И сколько же сил вынули они из него, пока уговаривал их собраться вместе для разрешения всех споров и неотложных дел! Сколько златых слов расточил… а прозвания Златоуста все же не заслужил, ибо большая часть тех слов пропала втуне, легла в грязь гордыни и самолюбия и плода не даст. Один Господь знает, как Ему удалось подвигнуть княжье племя Руси съехаться в Любече.
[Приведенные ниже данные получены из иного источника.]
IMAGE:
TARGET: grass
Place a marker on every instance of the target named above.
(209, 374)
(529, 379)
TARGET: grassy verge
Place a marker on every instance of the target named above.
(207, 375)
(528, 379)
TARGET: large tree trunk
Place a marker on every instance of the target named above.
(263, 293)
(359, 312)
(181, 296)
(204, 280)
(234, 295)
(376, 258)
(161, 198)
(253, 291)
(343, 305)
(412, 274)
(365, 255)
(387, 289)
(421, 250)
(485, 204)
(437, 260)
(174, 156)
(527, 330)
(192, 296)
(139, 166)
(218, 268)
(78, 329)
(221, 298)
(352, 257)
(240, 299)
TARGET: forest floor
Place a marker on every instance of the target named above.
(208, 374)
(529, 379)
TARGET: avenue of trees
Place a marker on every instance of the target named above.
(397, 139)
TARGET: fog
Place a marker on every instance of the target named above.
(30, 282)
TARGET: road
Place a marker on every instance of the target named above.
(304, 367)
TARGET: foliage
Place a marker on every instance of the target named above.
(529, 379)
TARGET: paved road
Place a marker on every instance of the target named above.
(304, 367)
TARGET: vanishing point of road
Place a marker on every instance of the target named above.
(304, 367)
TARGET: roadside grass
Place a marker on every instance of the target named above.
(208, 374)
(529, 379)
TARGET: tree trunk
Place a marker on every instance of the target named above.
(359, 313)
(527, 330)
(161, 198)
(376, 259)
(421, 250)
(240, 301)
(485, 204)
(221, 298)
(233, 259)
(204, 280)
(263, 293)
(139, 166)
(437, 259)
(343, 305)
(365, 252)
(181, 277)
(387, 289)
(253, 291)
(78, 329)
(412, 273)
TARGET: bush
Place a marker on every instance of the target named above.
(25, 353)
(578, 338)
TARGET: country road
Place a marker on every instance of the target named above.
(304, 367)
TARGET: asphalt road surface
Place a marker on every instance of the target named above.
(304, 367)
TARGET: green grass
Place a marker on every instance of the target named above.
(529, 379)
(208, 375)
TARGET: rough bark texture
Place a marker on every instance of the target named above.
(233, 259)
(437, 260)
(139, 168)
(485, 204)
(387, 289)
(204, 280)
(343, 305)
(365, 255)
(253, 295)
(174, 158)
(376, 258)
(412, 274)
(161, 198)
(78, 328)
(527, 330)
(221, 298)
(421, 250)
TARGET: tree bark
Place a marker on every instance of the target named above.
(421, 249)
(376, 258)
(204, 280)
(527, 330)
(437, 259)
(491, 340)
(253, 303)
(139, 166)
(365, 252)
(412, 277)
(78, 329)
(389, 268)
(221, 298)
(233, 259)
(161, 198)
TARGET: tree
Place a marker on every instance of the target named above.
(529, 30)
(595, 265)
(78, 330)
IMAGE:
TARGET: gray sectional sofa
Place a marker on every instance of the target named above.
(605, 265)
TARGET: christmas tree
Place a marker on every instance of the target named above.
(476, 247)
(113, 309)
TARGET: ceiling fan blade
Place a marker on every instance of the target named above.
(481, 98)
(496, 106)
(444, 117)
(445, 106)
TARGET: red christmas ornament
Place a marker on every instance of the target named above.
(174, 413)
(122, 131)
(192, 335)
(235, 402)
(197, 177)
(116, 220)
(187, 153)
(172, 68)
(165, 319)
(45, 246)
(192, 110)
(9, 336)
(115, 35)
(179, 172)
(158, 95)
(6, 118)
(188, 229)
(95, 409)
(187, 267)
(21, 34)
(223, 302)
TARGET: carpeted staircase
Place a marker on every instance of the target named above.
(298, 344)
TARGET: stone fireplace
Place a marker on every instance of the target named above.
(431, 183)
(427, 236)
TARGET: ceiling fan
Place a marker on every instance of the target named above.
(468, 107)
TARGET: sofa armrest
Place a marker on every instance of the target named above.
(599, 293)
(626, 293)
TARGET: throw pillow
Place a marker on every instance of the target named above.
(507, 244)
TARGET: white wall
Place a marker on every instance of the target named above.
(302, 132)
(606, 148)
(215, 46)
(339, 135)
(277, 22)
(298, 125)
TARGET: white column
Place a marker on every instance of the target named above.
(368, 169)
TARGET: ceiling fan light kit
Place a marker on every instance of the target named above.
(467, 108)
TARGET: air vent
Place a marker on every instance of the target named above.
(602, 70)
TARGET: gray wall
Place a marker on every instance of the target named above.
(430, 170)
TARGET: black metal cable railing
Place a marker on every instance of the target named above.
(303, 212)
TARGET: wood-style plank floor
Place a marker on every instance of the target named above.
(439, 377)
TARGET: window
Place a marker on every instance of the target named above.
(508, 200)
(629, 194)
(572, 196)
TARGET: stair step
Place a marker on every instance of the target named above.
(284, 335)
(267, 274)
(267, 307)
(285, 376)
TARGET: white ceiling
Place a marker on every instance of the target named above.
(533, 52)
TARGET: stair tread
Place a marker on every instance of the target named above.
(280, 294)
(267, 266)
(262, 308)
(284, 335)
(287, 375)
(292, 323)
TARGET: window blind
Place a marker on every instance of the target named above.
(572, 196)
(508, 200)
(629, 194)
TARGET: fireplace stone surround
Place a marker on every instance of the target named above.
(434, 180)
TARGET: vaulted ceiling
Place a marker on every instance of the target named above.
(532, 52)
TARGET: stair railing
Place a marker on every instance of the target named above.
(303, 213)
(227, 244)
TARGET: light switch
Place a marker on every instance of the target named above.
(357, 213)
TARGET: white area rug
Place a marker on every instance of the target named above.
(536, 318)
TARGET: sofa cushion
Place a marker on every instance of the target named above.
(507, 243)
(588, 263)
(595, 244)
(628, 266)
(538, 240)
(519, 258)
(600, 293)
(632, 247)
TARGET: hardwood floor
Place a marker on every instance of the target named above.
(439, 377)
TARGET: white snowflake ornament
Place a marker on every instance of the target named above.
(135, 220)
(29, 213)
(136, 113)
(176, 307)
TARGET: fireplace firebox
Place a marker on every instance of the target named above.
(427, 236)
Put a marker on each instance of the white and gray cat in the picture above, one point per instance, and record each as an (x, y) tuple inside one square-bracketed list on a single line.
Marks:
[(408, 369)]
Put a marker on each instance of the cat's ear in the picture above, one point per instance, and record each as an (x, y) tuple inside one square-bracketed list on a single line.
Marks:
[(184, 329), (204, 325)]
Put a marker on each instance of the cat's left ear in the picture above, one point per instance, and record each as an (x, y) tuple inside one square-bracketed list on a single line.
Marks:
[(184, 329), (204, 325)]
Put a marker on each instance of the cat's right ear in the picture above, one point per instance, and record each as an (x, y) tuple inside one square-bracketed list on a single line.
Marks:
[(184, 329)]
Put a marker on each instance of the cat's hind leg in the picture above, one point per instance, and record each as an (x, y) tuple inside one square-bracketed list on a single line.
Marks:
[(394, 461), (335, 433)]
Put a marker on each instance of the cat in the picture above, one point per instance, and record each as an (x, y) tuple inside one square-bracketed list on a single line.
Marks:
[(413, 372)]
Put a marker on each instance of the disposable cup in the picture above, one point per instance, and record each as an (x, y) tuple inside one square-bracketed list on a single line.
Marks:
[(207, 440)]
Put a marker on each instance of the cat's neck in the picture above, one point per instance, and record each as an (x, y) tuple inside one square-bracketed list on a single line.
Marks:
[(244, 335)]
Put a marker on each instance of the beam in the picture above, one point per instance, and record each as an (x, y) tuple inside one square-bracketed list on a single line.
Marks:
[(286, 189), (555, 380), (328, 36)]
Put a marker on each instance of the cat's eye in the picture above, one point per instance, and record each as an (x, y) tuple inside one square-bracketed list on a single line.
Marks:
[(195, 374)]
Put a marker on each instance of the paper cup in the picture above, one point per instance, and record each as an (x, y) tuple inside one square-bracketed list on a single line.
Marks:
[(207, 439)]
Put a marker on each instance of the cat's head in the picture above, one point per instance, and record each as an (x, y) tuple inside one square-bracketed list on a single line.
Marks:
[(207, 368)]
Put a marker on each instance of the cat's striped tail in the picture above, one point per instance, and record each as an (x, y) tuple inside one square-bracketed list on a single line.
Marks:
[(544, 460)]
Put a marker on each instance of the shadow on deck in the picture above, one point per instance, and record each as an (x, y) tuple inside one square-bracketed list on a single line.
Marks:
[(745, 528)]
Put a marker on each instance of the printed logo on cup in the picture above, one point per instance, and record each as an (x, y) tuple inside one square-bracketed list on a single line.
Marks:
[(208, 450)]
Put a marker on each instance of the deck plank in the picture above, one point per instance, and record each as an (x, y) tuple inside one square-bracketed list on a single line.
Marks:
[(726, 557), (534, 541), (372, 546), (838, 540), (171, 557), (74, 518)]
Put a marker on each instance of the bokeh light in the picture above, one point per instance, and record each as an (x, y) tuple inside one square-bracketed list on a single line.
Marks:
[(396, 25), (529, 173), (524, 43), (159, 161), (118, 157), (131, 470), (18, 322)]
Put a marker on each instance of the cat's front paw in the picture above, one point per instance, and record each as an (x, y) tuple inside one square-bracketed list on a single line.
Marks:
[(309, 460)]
Лодья тем временем успела подплыть к городу, однако у посадских пристаней не встала. Шла далее, к холму, на котором, словно страж, возвышался княж двор. Мономах теперь ясно видел знак на парусе – двузубец его отца. Владимир Всеволодич нахмурился. В Любеч пожаловал кто-то из женской половины семейства – мачеха или сестры. Что понадобилось на княжьем съезде бабам?
Не двигаясь с места, он следил, как зачаливает у берега лодья, как на сходни порывисто ступает фигура в чернеческой рясе и широком клобуке. Кмети сопровождают ее к опущенному через ров мосту. Пройдя сквозь мостовую башню, она преодолевает крутой подъем по брусчатке к воротам. Сторожевые отроки кричат из воротной башни Мономаху, которого давно заметили на веже:
– Янка-игуменья из Киева приплыла, князь! Встречай, что ли.
Владимир Всеволодич спускается во двор и, минуя молодечные, идет навстречу гостье.
– Здравствуй, сестра! – приветствует он ее, ожидая худых вестей. Иначе для чего торопилась?
– Спаси Христос, брат!
Янка берет его руки и глубоко, с тревогой заглядывает в глаза. Молодость княжьей дочери давно отцвела и осыпалась, а вместо красоты девичьего лица проявились отблески вечерней зари, не имеющей возраста и роняющей в душу каплю благодатной вечности.
– Что случилось, сестра? Ты взволнована. Здоровы ли мачеха и сестры?
Князь повел Янку к веже, а через проход в ней – к княжьему терему.
– Прости, брат. По моей несдержанности ты мог подумать Бог знает что. Не тревожься, все в здравии и благополучии. Но я беспокоюсь о тебе.
Монахиня сильнее вцепилась ему в руку.
– Не стоит, Янка. – Владимир привлек ее и поцеловал в чело. – Ныне я как никогда уверен в себе и в том, что делаю. Если дело только в твоем беспокойстве, тебе не нужно было покидать Киев.